So I’m over the initial shock and tears of the redundancy. I’ve wallowed in a bit of self pity, been angry and now I have arrived at acceptance. I can’t really afford to hang around. Although my partner is in full time work, we need 2 wages in our household. Along with many other families across the country, we can’t just rely on one wage.
So it’s action stations.I’ve mentioned before that although I was upset about losing my job, I had been very unhappy for a while. I won’t miss the industry or the people I work with but I will miss my salary! So looking for another job in the same sector doesn’t really appeal to me.
It got me thinking about the dreams and aspirations I had as a child/teenager. I remember dreaming about becoming a ballerina untill I realised I had 2 left feet! Then I dreamt about becoming a lawyer, an accountant and a teacher. Teaching was probably the one I thought about the most. Three members of my family were teachers and though they explained how difficult it was, I could see that they felt fulfilled by what they did.
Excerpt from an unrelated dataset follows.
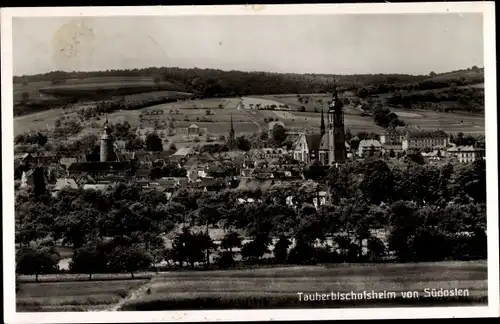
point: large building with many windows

To be honest I don’t know why I didn’t pursue any of those avenues, expecially the teaching. I cannot explain why I ended up where I did. Was it laziness? Complacency? Honestly, after all these years , I do not have an explaination.
Anyway, back to the present day. I have been thinking whether I can actually retrain in a whole new field. Trying to figure out which path to take is of course very difficult. Not only do I have to figure out what I would be interested in, I have to think about the course itself. It’s duration, cost and the impact on myself and my family. I have to remember there is more than just my happiness at stake here. Teaching has changed alot since those halcyon days of my youth and I know there is more to it than long summer holidays.
Am I too old to retrain?
The biggest thing is the length of any possible courses. I am in my early 40s now, can I really afford to take 3 or 4 years out to retrain? Am I in fact, too old to retrain?
So that’s where I am right now. Would be great to hear from others on how they made the decision.